Craft bakeries fear a massive skills shortage, as the flow of bakers from Eastern Europe dries up and those already here return home.
With the fall in the value of the pound and the economic slowdown, the UK is less attractive to migrant workers such as bakers. In contrast, the Polish economy is predicted to grow by 5.4% this year and 3.8% in 2009, tempting many to return home.
London-based agency Employ-ment Choice has seen a 15-20% drop in the number of Eastern European bakers on its books in the past six months, while Home Office figures show the number of Eastern Europeans registering for work in the UK fell by 22,000 between July and September - a drop of 40% compared to the same period in 2007.

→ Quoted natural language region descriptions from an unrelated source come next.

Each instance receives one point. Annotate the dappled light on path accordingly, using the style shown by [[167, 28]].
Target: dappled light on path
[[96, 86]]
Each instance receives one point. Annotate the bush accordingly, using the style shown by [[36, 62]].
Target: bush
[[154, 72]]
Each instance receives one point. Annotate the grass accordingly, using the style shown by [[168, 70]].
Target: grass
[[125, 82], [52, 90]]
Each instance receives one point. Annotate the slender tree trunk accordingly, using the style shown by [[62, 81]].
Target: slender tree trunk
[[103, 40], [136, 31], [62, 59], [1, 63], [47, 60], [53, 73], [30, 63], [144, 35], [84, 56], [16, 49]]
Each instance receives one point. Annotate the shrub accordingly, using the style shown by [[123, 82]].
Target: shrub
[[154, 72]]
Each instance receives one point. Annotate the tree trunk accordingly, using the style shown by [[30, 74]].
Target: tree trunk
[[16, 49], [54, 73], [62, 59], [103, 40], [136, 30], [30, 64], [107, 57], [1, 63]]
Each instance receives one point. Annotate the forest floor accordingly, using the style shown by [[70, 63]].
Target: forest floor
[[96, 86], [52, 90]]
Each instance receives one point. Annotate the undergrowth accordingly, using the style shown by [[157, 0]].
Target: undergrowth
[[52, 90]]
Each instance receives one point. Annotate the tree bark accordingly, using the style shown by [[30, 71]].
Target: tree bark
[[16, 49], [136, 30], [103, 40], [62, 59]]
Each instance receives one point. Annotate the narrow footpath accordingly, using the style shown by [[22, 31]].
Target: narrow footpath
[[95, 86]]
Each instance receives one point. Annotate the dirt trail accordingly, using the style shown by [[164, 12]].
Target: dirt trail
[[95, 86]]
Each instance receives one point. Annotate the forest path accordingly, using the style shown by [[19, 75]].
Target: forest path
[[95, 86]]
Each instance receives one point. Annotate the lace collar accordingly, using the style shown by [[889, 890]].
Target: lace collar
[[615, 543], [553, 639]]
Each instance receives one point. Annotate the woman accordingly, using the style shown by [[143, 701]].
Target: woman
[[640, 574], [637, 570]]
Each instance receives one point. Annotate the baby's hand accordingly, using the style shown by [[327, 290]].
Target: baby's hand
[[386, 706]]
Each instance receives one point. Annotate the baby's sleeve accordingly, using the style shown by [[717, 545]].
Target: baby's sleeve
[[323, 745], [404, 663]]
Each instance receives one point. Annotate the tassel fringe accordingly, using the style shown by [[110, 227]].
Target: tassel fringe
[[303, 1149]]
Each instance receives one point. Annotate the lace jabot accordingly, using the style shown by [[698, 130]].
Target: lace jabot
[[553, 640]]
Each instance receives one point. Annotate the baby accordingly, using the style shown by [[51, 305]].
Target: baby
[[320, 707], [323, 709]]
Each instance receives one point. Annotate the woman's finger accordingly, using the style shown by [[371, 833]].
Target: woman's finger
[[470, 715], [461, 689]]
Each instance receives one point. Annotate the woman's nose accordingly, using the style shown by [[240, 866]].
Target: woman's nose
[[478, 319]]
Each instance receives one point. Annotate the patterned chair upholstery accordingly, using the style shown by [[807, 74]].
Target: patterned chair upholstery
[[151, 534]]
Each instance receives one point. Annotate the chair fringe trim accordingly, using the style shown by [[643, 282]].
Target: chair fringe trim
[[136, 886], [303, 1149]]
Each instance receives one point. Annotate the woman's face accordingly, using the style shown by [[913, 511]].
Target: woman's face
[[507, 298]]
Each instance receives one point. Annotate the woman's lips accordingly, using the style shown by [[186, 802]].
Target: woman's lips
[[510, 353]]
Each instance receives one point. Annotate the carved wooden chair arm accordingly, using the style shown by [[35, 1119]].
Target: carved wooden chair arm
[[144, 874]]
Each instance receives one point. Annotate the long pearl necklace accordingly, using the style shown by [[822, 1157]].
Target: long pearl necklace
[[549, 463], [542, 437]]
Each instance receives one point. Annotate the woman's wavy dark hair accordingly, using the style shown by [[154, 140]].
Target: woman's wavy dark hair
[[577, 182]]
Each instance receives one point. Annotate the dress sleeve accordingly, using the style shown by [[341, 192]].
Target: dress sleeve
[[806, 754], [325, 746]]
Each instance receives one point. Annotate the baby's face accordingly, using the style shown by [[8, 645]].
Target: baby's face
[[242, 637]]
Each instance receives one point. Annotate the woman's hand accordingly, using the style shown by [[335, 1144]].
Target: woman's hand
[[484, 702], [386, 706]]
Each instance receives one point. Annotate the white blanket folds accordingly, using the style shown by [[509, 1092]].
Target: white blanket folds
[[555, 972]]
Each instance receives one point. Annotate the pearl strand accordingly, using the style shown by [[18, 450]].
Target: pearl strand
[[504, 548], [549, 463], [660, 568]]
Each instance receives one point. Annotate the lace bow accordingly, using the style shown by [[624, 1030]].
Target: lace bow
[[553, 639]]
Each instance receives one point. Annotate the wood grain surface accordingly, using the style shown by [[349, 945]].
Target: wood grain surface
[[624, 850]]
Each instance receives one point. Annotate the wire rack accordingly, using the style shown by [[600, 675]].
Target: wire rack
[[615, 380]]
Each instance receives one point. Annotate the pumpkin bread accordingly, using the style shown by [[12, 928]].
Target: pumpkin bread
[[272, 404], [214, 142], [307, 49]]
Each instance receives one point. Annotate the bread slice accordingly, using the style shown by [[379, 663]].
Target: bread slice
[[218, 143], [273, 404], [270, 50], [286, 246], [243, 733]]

The worry among bakers is that there is not enough home-grown talent to fill the void. At Fosters Bakery in Barnsley, which employs 240 staff, operations director Michael Taylor said: "Finding Latvian and Polish workers is a struggle. Bakeries still relying on them are going to come unstuck. Around 25% of our staff are from Eastern Europe and we expect that to fall to around 10% in the next few years. In 2011, when Germany relaxes its immigration laws, we expect even more workers to move on. Germany is a lot closer to Poland than the UK."
Fosters has invested heavily in training to help fill the impending skills gap, embarking on a series of training projects with colleges and the local Job Centre.
London craft bakery Flourish employs 38 staff, with around 80% from Eastern Europe. Director Helen O’Connell said the company had written to French and Spanish bakery schools to offer newly qualified students work experience. "We’ve lost a few Polish staff recently," she said. "Recruitment is getting tougher."